OpenGL Atomic Counters

Atomic counters we’re introduced in OpenGL 4.2 via the ARB_shader_atomic_counters extension.

This feature adds the ability to create a counter that can be accessed/incremented/decremented in a shader, and subsequently read in the OpenGL application. This can be put to use in many different situations, for instance, creating auxiliary data to allow one to easily create data structures combined with image load/store, debug, and algorithm evaluation. Another example is comparing two algorithms that should ideally produce similar images, atomic counters can be used to check how many different pixels are obtained in the resulting images. It can be used to quantify errors/differences when comparing algorithms, for instance how many pixels differ when applying shadow mapping vs. shadow volumes.

From a shader point of view, atomic counters are opaque types, and are declared as uniforms. This is close to the way we work with samplers. Being an opaque type, atomic counters can only be used as an argument of a small set of functions, which we will introduce later. These functions allow the reading of the value of the counter, and to increment/decrement it by one unit.

In the OpenGL side we must create buffers to provide storage for this counters. This is accomplished in a manner very similar to other OpenGL buffers, and in particular to uniform buffers. These buffers are bound to an index binding point, which is then referred to in the atomic counter declaration in the shader.

The OpenGL side of the equation

First we create the buffer(s). As mentioned before this procedure is very similar to the creation of a buffer for uniform variables. The main difference is that the buffer type is now GL_ATOMIC_COUNTER_BUFFER. A buffer can have many counters, and there can be more than one of these buffers. It’s up to us to determine how we organize our counters.
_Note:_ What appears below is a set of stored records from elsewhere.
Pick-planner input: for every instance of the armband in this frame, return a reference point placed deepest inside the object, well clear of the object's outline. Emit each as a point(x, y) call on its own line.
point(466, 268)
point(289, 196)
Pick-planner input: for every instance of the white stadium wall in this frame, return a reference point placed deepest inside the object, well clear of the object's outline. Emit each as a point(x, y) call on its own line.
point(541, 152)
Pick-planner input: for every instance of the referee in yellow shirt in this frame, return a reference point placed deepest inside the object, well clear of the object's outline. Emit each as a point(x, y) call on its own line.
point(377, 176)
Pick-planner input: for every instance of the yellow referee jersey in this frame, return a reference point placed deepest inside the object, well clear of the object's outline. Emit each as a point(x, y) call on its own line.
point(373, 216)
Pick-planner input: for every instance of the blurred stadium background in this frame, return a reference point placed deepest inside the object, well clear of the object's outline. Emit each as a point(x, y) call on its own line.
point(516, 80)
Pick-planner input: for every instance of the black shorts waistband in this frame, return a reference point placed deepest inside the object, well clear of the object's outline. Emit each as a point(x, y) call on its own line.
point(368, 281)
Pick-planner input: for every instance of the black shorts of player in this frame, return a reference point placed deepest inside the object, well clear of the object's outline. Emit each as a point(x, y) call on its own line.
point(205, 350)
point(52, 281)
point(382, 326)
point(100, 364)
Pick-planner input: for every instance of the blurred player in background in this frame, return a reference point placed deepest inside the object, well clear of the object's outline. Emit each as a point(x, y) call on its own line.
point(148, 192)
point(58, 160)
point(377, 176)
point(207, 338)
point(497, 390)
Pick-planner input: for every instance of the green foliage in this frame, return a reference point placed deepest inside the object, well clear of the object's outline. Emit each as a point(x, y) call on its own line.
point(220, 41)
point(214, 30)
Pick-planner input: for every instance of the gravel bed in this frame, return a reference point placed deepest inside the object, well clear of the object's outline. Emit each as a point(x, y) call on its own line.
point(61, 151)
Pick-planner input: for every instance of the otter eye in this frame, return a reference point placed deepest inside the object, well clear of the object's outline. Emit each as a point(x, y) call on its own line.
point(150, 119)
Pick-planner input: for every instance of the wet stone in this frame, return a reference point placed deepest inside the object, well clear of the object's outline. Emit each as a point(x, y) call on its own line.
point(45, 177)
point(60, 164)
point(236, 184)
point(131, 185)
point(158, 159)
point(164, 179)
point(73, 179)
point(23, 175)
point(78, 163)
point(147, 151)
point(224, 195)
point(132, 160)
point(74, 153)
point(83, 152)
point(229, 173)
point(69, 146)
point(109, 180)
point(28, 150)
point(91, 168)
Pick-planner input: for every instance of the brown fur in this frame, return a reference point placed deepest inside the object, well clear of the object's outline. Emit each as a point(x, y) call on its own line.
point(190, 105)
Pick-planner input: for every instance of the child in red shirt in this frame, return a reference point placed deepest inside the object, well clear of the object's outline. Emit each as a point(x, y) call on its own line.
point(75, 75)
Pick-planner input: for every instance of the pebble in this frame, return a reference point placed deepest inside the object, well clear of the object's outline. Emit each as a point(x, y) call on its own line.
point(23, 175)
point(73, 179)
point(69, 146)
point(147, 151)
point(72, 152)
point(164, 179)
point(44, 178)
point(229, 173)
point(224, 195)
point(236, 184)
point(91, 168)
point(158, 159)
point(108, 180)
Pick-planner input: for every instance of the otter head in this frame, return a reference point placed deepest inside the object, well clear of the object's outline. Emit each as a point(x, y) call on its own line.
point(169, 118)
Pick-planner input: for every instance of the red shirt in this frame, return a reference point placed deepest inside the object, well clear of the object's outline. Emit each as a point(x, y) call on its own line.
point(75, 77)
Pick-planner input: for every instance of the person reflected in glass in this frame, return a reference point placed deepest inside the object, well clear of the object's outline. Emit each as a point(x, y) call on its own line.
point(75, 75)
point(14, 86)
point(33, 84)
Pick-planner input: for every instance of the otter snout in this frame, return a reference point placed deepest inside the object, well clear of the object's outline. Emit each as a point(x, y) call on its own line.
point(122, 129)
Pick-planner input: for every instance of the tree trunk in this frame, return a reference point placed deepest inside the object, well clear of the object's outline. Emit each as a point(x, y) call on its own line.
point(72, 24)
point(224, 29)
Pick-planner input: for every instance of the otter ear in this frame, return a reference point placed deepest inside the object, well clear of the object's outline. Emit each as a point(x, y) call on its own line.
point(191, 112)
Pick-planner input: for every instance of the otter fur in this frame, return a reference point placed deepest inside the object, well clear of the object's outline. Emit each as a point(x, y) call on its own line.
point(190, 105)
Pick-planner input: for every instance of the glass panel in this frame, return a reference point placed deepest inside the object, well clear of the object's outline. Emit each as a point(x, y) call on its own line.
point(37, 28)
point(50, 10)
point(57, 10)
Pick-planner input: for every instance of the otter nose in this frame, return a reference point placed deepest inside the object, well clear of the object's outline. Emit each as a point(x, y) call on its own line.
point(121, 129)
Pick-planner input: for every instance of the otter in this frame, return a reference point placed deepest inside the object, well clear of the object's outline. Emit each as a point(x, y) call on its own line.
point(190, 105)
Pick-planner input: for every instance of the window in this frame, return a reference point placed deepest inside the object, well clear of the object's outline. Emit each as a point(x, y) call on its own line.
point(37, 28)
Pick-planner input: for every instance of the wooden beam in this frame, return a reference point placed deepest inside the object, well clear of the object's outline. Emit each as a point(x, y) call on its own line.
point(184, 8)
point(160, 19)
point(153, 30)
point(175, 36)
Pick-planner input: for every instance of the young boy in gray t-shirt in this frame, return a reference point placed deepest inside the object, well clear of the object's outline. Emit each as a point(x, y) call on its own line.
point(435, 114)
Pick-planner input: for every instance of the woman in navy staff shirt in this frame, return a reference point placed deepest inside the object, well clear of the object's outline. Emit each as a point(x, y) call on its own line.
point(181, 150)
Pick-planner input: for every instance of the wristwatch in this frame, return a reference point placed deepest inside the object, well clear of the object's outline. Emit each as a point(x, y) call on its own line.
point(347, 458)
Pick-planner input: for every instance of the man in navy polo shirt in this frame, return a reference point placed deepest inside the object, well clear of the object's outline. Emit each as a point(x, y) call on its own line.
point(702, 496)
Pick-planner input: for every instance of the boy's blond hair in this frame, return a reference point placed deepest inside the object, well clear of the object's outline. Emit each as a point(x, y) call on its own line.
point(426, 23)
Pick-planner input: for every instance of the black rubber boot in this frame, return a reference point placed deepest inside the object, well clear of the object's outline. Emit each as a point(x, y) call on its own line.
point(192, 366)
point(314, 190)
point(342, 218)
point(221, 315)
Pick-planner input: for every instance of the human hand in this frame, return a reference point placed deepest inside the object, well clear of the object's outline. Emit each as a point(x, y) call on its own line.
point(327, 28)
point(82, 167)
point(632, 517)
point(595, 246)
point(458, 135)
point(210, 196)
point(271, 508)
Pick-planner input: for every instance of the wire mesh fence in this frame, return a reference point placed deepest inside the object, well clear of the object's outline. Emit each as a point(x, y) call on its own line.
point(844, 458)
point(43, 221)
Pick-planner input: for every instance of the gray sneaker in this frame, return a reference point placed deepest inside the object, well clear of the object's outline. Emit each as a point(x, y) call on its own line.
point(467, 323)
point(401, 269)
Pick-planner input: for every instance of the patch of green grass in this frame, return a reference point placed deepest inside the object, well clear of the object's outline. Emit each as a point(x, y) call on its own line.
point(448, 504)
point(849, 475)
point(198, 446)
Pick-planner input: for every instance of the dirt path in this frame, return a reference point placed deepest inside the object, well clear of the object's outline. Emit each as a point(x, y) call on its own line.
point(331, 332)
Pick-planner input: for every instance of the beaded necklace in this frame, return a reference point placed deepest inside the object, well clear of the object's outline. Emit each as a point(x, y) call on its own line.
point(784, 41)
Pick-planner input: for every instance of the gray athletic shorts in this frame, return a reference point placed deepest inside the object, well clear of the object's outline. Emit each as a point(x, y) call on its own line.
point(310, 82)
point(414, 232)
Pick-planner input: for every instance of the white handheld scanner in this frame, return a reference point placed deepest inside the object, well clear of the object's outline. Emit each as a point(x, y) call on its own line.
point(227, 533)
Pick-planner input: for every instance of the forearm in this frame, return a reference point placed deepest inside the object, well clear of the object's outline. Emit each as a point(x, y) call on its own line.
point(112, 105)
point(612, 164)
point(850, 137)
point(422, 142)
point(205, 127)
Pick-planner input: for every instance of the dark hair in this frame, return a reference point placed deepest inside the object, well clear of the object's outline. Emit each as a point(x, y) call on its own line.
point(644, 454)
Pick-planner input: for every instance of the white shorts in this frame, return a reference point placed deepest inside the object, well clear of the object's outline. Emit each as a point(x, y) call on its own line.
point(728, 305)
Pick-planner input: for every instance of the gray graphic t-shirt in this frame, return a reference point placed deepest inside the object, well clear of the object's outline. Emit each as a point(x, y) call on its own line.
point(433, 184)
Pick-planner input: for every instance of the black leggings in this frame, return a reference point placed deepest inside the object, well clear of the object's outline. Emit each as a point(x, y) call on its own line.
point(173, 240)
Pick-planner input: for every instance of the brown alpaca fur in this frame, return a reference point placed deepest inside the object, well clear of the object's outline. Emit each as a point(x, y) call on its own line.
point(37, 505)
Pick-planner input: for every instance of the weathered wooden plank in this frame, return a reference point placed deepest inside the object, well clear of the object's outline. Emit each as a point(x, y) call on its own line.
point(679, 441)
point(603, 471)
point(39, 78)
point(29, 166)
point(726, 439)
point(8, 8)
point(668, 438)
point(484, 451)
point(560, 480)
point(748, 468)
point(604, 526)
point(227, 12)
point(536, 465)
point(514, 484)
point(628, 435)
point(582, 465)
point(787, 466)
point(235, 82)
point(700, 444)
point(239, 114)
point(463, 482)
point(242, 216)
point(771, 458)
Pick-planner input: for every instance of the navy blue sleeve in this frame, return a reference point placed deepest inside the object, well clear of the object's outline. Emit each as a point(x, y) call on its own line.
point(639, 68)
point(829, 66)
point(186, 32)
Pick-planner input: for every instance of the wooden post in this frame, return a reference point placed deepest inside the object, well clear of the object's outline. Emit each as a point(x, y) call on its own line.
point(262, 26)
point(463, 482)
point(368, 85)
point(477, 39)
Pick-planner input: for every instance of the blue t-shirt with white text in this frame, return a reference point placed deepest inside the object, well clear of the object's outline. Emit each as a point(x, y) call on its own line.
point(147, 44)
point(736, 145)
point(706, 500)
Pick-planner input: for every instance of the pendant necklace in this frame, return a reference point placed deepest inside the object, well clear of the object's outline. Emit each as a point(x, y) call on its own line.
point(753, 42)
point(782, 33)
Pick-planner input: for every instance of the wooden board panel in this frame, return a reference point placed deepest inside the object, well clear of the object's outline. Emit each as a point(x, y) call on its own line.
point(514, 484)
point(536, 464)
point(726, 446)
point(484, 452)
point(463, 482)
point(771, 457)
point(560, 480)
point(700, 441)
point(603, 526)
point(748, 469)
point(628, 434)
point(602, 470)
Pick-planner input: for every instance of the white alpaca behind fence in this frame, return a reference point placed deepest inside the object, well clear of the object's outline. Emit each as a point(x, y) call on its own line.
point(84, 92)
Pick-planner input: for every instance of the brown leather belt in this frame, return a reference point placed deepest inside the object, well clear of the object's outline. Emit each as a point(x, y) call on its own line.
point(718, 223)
To create a buffer for atomic counters we can proceed as follows:

// declare and generate a buffer object name
GLuint atomicsBuffer;
glGenBuffers(1, &atomicsBuffer);
// bind the buffer and define its initial storage capacity
glBindBuffer(GL_ATOMIC_COUNTER_BUFFER, atomicsBuffer);
glBufferData(GL_ATOMIC_COUNTER_BUFFER, sizeof(GLuint) * 3, NULL, GL_DYNAMIC_DRAW);
// unbind the buffer 
glBindBuffer(GL_ATOMIC_COUNTER_BUFFER, 0);

Internally, an atomic counter is an unsigned integer, so it requires 4 bytes in the buffer. The above created buffer has room for three counters. We can set the buffer with initial data, as passing null to glBufferData results in undefined data. On the other hand, we will probably want to reset the buffer values on each frame. In this last scenario we can simply just perform the reset, and hence the initialization, on the beginning of each frame.

To reset the atomic counter buffers we can do:

// declare a pointer to hold the values in the buffer
GLuint *userCounters;
glBindBuffer(GL_ATOMIC_COUNTER_BUFFER, atomicsBuffer);
// map the buffer, userCounters will point to the buffers data
userCounters = (GLuint*)glMapBufferRange(GL_ATOMIC_COUNTER_BUFFER, 
                                         0 , 
                                         sizeof(GLuint) * 3, 
                                         GL_MAP_WRITE_BIT | GL_MAP_INVALIDATE_BUFFER_BIT | GL_MAP_UNSYNCHRONIZED_BIT
                                         );
// set the memory to zeros, resetting the values in the buffer
memset(userCounters, 0, sizeof(GLuint) *3 );
// unmap the buffer
glUnmapBuffer(GL_ATOMIC_COUNTER_BUFFER);

In the above code, all three atomic counters were reset to zero.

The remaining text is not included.